E-Reader-History

Happy Birthday, E-Ink-Reader (2004 – 2014)


Am Anfang war nicht das Kindle – die Geschichte des E-Ink-Readers beginnt mit Sony, und zwar genau vor zehn Jahren: Im April 2004 brachte der japanische Unterhaltungsriese mit dem “Librié EBR-1000EP” das erste Lesegerät mit elektronischem Papier auf den Markt, und setzte mit dem 6-Zoll-Display einen Standard, der bis heute gültig ist. Damals hatte der Format-Faktor viel mit dem Buchmarkt in Japan zu tun, denn eine 6-Zoll-Diagonale entspricht dem Standard-Format japanischer Taschenbücher.

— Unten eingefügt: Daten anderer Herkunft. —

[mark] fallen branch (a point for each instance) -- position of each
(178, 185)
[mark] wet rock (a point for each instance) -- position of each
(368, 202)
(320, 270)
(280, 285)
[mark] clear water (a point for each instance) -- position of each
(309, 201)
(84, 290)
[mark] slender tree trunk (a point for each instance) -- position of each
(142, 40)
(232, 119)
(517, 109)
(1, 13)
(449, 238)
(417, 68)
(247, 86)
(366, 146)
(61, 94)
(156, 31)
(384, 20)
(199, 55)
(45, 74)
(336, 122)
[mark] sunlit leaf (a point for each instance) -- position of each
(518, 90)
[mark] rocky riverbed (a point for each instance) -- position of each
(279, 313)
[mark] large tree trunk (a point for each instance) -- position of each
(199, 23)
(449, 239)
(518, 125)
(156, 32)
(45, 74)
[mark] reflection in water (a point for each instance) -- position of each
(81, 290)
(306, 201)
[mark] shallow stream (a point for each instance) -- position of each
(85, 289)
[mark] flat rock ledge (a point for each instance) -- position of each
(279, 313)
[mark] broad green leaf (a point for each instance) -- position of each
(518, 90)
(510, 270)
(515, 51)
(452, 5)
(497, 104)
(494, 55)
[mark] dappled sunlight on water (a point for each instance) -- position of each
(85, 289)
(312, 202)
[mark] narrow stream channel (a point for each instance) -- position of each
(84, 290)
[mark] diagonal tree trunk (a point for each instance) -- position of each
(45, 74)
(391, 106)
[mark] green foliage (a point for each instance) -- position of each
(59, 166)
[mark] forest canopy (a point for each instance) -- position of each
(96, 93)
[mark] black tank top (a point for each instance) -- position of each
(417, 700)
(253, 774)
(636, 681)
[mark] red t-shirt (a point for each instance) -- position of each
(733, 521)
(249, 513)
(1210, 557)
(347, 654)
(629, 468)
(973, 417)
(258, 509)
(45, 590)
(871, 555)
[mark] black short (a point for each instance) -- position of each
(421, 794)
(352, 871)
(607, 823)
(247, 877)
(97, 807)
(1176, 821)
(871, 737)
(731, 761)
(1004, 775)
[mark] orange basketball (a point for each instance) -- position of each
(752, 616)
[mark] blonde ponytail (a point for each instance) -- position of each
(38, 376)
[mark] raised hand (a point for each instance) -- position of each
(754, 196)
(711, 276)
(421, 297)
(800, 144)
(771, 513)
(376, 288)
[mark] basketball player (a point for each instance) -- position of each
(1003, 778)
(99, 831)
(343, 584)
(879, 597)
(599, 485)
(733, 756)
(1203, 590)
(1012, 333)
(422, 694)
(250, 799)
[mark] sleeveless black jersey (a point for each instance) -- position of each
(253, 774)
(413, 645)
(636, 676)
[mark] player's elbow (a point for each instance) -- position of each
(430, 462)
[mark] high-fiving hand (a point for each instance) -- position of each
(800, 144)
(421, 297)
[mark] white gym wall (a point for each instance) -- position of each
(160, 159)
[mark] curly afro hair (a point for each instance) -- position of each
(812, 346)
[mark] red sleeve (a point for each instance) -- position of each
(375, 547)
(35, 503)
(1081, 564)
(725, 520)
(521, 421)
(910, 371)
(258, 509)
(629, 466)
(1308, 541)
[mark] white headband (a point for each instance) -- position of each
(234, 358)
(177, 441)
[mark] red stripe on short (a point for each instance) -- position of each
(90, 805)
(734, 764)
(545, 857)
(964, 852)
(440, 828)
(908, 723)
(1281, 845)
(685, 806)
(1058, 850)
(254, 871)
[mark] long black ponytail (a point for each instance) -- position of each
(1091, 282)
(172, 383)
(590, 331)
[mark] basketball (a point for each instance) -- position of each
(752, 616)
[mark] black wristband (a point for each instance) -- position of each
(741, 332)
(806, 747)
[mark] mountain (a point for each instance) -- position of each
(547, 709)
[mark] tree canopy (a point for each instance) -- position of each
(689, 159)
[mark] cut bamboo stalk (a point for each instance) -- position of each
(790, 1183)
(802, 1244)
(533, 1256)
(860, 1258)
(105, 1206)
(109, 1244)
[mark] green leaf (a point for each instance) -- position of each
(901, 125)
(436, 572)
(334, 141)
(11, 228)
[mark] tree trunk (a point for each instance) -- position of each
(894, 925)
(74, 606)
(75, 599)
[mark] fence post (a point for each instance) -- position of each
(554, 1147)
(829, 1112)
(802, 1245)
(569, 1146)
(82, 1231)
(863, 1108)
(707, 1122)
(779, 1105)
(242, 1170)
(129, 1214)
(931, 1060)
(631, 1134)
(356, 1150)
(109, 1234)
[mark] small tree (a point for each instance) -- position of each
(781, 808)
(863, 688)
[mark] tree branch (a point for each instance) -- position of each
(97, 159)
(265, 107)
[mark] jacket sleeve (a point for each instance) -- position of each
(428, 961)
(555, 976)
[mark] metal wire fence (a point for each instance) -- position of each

Beim Gewicht des Readers war das ganz ähnlich: mit 300 Gramm entsprach es dem, was ein durchschnittliches Print-Buch auf die Waage brachte. Am meisten Aufsehen erregte aber natürlich der papierähnliche Kontrast des Displays: “Die Display-Qualität dürfte viele Nutzer von Mobilgeräten schockieren: es sieht eher nach Papier aus als nach dem Computer-Bildschirm, den man tatsächlich vor sich hat”, schrieb etwa Tech-Autor J. Mark Lytle im britischen Guardian. “Am ehesten lässt sich die Qualität noch mit altmodischer Druckerschwärze auf genau dem Zeitungspapier vergleichen, das Sie gerade in der Hand halten. Es sei denn, Sie lesen diesen Text online – in diesem Fall macht der Librié einen deutlich besseren Eindruck”. [Weiterlesen auf E-Book-News]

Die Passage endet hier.